Muscles Used in a Side Lunge

The side lunge is an effective exercise for your glutes and thighs.
i Jupiterimages/Pixland/Getty Images

The side lunge is a great exercise that works several major muscle groups in your lower body. Using a barbell, dumbbells or just your own body weight, you can use the side lunge to target your glutes, quadriceps and adductor muscles.

The Side Lunge

The side lunge is a compound exercise in which you place your weight over one bent leg. The muscles involved must contract to gain and hold this position, making it an excellent way to build strength in your backside and thighs. Begin by standing with your feet shoulder-width apart, your back straight and your head facing forward. Your body weight should rest on your heels rather than your toes or the balls of your feet. Brace your abdominals to stabilize your spine and maintain an upright posture throughout the duration of this exercise. Slowly step to your left, keeping most of your weight on your right foot. Once your left foot is firmly planted on the floor, bend your left knee and lower your weight over your left foot. Continue to bend your knee until your left shin is vertical to the ground. Keep your right leg straight and your right heel planted on the floor. Hold this position briefly, then push off your left foot to return to your original position. Repeat as necessary, with an equal number of repetitions for your right leg.

Gluteus Maximus

The gluteus maximus is the largest of your gluteal muscles, or "glutes," and forms the shape of your buttocks. The glutes are responsible for stabilizing your torso and maintaining proper posture, as well as playing a role in physical activities such as walking, running, lifting and jumping. When you perform a side lunge, your glutes contract as you lower into the lunge and allow hip extension as you rise. The wider your step, the more weight is placed on your glutes.

Quadriceps

Your quadriceps are the large muscles that run down the front of your thigh from your knee to your pelvis. These muscles are responsible for knee extension and hip flexion, and are important in physical activities such as walking, running, kicking and jumping.
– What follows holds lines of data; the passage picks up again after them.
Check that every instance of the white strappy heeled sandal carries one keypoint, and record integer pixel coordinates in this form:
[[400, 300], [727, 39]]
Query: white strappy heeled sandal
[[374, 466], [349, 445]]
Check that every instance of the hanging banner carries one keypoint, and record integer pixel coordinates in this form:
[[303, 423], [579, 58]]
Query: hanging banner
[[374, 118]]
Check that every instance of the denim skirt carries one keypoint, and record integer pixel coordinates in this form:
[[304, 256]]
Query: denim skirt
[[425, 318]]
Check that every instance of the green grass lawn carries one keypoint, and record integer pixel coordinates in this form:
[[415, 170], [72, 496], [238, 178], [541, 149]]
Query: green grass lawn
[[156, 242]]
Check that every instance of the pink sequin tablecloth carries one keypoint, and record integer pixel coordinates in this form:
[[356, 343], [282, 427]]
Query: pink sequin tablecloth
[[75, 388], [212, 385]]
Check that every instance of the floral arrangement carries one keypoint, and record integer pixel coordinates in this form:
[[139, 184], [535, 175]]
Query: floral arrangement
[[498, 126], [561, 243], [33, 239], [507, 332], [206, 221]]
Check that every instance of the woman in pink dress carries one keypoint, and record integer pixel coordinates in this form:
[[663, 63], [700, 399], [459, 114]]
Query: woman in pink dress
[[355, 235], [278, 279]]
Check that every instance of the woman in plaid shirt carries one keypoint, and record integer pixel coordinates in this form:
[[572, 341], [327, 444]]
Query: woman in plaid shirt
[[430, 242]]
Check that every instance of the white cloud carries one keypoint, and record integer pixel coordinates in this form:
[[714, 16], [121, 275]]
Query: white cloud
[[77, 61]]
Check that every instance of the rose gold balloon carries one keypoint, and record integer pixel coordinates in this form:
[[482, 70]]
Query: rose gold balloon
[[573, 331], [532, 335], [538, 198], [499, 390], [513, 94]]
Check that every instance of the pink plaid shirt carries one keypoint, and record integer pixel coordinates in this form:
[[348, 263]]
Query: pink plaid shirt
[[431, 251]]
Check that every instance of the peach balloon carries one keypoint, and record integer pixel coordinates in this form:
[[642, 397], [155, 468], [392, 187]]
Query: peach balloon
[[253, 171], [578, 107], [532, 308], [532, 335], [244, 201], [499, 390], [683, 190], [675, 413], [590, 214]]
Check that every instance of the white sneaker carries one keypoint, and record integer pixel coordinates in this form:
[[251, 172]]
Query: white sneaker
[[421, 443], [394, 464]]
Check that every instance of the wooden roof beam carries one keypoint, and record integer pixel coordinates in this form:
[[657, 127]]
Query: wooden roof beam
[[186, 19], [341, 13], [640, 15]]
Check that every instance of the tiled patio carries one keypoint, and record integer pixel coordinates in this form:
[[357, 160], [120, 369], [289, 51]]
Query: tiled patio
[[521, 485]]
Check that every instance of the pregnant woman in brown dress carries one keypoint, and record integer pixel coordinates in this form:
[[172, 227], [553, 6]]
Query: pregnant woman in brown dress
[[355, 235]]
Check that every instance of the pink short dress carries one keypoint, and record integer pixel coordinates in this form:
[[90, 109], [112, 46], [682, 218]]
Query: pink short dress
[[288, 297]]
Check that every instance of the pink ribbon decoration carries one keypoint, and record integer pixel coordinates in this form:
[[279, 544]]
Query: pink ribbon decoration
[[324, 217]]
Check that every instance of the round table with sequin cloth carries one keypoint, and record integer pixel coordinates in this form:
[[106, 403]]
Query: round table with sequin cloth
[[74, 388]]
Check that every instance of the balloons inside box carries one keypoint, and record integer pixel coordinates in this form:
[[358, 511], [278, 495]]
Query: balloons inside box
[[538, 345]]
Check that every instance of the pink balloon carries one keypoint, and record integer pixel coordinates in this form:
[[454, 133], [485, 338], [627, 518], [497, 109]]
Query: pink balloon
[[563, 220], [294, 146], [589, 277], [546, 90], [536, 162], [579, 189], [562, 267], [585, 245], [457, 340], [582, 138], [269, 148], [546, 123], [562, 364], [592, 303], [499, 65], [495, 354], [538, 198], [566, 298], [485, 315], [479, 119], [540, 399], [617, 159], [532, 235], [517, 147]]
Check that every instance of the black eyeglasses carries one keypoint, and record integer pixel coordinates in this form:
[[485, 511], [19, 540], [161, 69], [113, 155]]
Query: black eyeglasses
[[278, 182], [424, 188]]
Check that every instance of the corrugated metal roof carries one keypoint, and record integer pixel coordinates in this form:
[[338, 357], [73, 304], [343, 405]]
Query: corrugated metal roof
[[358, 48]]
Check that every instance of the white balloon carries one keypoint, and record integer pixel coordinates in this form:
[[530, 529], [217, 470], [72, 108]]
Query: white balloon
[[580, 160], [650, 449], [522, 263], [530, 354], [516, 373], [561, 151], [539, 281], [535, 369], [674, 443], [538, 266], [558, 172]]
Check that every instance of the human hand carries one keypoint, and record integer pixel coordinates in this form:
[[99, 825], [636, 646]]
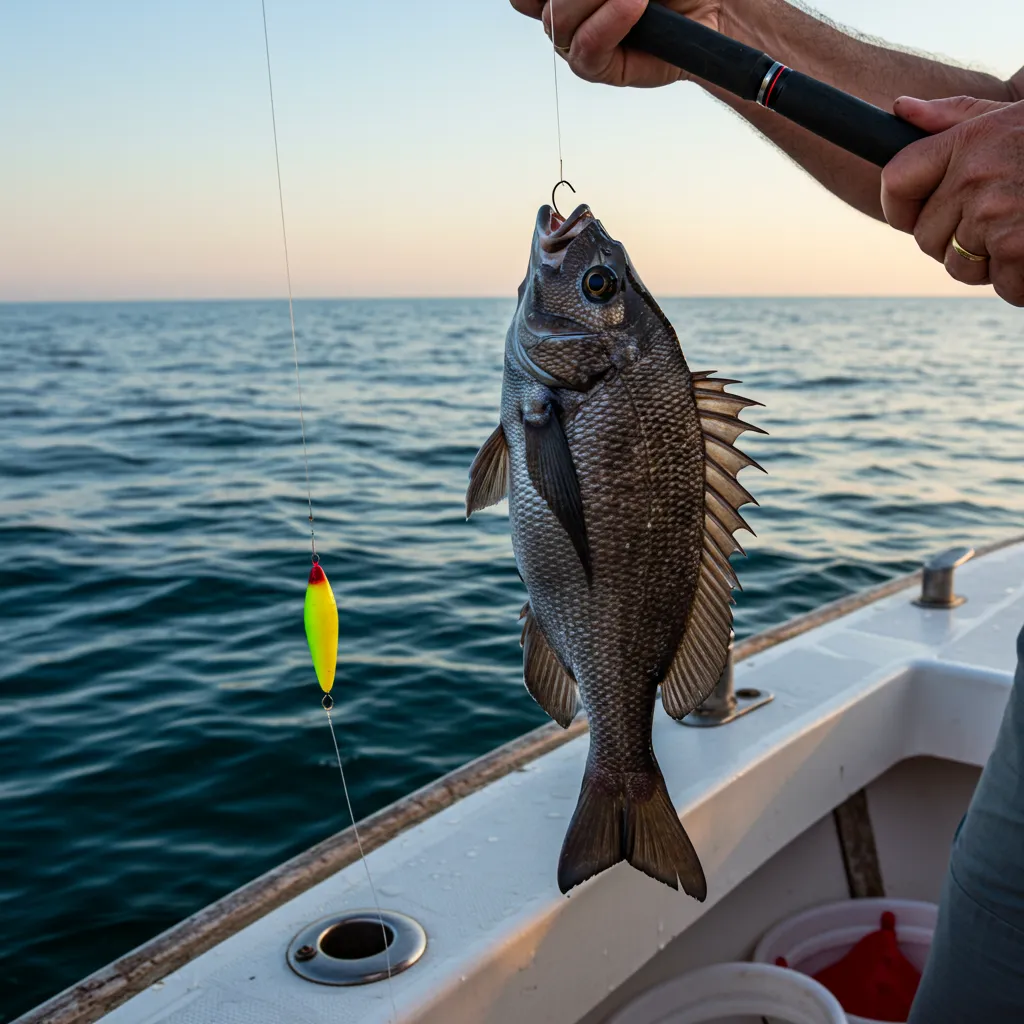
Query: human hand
[[593, 32], [968, 180]]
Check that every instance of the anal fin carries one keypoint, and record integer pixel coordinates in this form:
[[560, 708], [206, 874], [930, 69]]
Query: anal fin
[[547, 680], [488, 476]]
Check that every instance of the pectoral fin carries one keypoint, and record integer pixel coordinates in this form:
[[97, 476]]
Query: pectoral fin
[[553, 474], [549, 684], [488, 476]]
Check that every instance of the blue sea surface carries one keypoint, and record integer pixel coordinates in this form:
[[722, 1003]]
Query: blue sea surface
[[161, 734]]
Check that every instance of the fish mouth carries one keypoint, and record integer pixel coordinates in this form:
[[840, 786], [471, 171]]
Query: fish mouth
[[554, 232]]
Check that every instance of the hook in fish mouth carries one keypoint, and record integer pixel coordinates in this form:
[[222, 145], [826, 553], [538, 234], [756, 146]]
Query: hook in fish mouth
[[554, 232]]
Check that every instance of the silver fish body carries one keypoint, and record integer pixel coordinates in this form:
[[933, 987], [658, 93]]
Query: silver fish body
[[609, 468]]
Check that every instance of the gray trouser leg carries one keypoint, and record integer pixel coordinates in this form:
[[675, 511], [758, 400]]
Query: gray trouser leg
[[975, 973]]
When you perform a side lunge, your quads control the depth and speed of movement as you lower into the lunge, then contract to straighten your knee as you rise.

Adductors/Hip Flexors

Your adductors and hip flexors are muscles that run down the inner and outer sides of your thigh. These muscles allow you to move your thigh diagonally, up and down or laterally. When you perform a side lunge, your adductors allow you to position your thigh at an angle as you lower into the lunge, then contract as you rise to help you stand up.